[Beowulf] core diameter is not really a limit

Mon Jun 17 07:37:02 PDT 2013

> I've remembered to check the cluster monkey feed, and
> seen
> http://www.clustermonkey.net/Opinions/the-core-diameter.html

well, it's an amusing musing on scale, but I don't think it helps
anyone make decisions, practical or strategic.

> The assumption made here is that every node needs to be able
> to talk to every other node within the assembly.

yes, all-to-all connectivity *and* fixed latency.

> I think there is a large class of problems where direct
> long-distance communication is not necessary. E.g. if

sure, but there are also interconnects which do not follow 
the premises of this article (mesh/lattice/torus ones).

I don't really have a sense for how large a class you're talking about,
though.  from a general-purpose/flexibility standpoint, a purely 
local-interacting system, even if 3d, would seem to have issues.
for instance, if you had discrete fileservers, how would they connect
to a giant cube that is partitioned into job-subcubes?  obviously 
scheduling jobs so that they're in contiguous sub-volumes is much
more constrained than on a better-connected cluster, as well.

I saw a conference talk by David Turek (IBM exascale) recently, wherein he
was advocating coming up with a new model that gives up the kind of extreme
modularity that has been traditional in computing.  it's a bit of a strawman,
but the idea is that you have specialized cpus that mostly compute 
and do not have much storage/state, talking to various permutations
of random-access storage (cache, shared cache, local and remote dram),
all talking over a dumb-pipe network to storage, which does no computation,
just puts and gets.  (this was at HPCS, which was a slightly odd mashup
of bigdata (ie, hadoop-like) and HPC (mostly simulation-type crunching)).

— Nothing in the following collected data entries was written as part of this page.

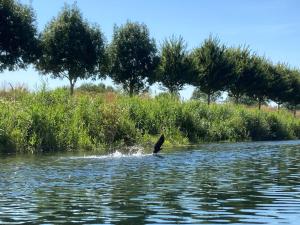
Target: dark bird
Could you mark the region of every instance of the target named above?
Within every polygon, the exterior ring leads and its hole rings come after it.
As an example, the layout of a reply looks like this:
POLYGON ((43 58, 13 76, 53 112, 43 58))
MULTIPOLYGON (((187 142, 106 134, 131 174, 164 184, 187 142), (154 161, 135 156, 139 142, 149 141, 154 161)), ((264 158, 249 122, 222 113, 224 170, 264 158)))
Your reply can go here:
POLYGON ((161 150, 161 146, 163 145, 165 141, 165 136, 162 134, 156 144, 154 145, 154 151, 153 153, 158 153, 161 150))

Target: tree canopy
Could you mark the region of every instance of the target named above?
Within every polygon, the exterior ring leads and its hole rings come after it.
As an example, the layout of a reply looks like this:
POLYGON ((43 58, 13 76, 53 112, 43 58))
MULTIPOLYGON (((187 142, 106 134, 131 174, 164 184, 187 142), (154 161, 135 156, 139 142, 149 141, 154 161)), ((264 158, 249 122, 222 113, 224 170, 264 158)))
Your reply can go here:
POLYGON ((109 47, 110 76, 132 96, 145 89, 158 64, 154 39, 145 24, 127 22, 114 27, 109 47))
POLYGON ((245 77, 245 83, 248 84, 245 93, 258 101, 260 109, 263 102, 268 98, 271 64, 264 57, 257 55, 251 56, 250 63, 250 69, 245 77))
POLYGON ((42 56, 37 68, 54 78, 67 78, 70 93, 78 79, 104 74, 105 40, 98 26, 90 26, 76 5, 65 5, 41 34, 42 56))
POLYGON ((208 104, 211 95, 225 90, 232 79, 232 65, 226 57, 225 50, 218 38, 210 36, 201 47, 192 52, 196 74, 191 84, 207 94, 208 104))
POLYGON ((290 69, 287 65, 278 63, 270 68, 268 97, 279 106, 288 101, 291 91, 290 69))
POLYGON ((14 0, 0 0, 0 72, 26 68, 38 55, 33 10, 14 0))
POLYGON ((232 64, 231 81, 228 85, 229 95, 239 103, 248 87, 247 79, 251 69, 251 53, 248 47, 228 48, 226 56, 232 64))
POLYGON ((286 105, 288 108, 294 111, 296 115, 296 110, 300 109, 300 71, 293 69, 290 71, 289 79, 289 91, 287 92, 286 105))
POLYGON ((190 82, 193 66, 182 37, 172 36, 161 47, 157 81, 171 93, 177 93, 190 82))

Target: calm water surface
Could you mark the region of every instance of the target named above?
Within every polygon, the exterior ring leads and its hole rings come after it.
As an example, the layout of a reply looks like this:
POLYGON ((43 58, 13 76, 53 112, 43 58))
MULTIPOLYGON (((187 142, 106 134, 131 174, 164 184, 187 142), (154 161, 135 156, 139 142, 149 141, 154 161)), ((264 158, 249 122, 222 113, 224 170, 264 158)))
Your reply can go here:
POLYGON ((0 224, 299 224, 300 141, 0 157, 0 224))

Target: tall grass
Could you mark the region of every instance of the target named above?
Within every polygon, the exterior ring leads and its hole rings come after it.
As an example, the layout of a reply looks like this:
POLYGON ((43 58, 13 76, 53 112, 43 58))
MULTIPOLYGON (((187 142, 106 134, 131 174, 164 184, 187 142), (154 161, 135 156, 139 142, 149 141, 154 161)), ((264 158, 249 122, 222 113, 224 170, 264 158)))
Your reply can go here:
POLYGON ((216 141, 300 138, 300 120, 287 111, 264 112, 232 104, 206 105, 161 95, 127 97, 106 92, 45 89, 0 98, 0 152, 111 151, 216 141), (13 99, 13 100, 12 100, 13 99))

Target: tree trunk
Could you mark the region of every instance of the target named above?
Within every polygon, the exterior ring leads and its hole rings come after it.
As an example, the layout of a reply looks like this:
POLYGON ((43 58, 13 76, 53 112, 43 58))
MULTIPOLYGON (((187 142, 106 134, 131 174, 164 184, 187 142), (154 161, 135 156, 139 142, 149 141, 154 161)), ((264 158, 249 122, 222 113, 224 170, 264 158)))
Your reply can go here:
POLYGON ((176 89, 176 88, 171 88, 171 89, 169 89, 169 91, 170 91, 170 94, 171 94, 172 96, 179 96, 179 91, 178 91, 178 89, 176 89))
POLYGON ((240 95, 239 94, 236 94, 235 95, 235 104, 239 104, 239 101, 240 101, 240 95))
POLYGON ((262 103, 262 99, 261 99, 261 98, 258 98, 258 109, 259 109, 259 110, 261 109, 261 103, 262 103))
POLYGON ((129 96, 130 96, 130 97, 133 96, 133 85, 132 85, 131 82, 130 82, 130 84, 129 84, 129 96))
POLYGON ((296 114, 297 114, 297 107, 296 105, 294 106, 294 117, 296 118, 296 114))
POLYGON ((210 101, 211 101, 211 93, 210 92, 208 92, 208 94, 207 94, 207 104, 208 105, 210 105, 210 101))
POLYGON ((171 95, 174 95, 174 93, 175 93, 174 88, 170 87, 170 88, 169 88, 169 92, 170 92, 171 95))
POLYGON ((277 112, 280 110, 280 103, 277 103, 277 112))
POLYGON ((69 81, 70 81, 70 95, 72 96, 74 94, 74 87, 75 87, 76 80, 70 79, 69 81))
POLYGON ((133 96, 133 92, 134 92, 133 88, 134 88, 134 83, 133 83, 132 80, 130 80, 130 81, 129 81, 129 96, 130 96, 130 97, 133 96))

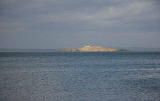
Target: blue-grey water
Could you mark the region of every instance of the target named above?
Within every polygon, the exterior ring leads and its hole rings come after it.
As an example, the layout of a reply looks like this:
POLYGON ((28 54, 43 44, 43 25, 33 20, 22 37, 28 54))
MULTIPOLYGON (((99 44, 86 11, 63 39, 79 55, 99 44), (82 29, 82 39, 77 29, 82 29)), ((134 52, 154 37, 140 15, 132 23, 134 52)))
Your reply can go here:
POLYGON ((160 53, 0 53, 0 101, 160 101, 160 53))

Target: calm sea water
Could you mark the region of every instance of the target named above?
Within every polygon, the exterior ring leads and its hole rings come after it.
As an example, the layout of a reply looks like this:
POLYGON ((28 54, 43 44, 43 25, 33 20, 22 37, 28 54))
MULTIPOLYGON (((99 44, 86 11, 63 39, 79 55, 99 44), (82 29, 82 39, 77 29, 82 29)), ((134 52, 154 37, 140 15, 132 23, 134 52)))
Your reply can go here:
POLYGON ((0 101, 160 101, 160 53, 0 53, 0 101))

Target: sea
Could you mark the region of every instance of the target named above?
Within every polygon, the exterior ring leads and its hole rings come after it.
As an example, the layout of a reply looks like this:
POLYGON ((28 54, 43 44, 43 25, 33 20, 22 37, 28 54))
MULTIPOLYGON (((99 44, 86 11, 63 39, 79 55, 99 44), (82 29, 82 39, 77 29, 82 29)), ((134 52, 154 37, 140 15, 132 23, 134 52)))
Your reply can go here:
POLYGON ((160 52, 0 52, 0 101, 160 101, 160 52))

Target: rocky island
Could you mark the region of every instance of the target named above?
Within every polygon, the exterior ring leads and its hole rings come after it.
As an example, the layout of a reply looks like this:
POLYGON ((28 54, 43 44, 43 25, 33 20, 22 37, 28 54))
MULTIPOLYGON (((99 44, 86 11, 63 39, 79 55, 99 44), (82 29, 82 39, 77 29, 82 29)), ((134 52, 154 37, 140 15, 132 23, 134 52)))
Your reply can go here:
POLYGON ((104 48, 101 46, 84 46, 82 48, 65 48, 58 50, 58 52, 116 52, 124 51, 121 49, 104 48))

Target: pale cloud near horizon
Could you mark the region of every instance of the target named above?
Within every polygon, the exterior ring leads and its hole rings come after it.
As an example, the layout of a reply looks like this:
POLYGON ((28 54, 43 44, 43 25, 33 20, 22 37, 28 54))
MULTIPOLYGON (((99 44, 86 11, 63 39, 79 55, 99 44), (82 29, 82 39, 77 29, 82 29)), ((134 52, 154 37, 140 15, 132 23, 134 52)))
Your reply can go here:
POLYGON ((157 0, 1 0, 0 48, 60 48, 107 42, 113 47, 160 47, 158 3, 157 0), (146 39, 138 38, 140 34, 146 39), (23 38, 21 35, 30 38, 30 42, 18 40, 23 38), (143 44, 130 42, 136 37, 143 44), (75 38, 79 38, 78 42, 75 38), (53 44, 48 44, 52 39, 53 44), (128 44, 122 45, 124 42, 128 44))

all this in the context of the sort of picojoule-pinching
that exascale theorists worry about.  it wasn't really clear 
what concrete changes he was advocating, but since since higher capacity
clearly causes systems of greater extent, he advocates spreading 
the computation everywhere.  compute in the storage, compute in the network, 
presumably compute in memory.  the pJ approach argues that computations
involving some state should happen as close to that state as possible.

I'm skeptical that just because flops are cheap, we need to put them 
everywhere.  OTOH, the idea of putting processors into memory has always
made a lot of sense to me, though it certainly changes the programming 
model.  (even in OO, functional models, there is a "self" in the program...)

regards, mark hahn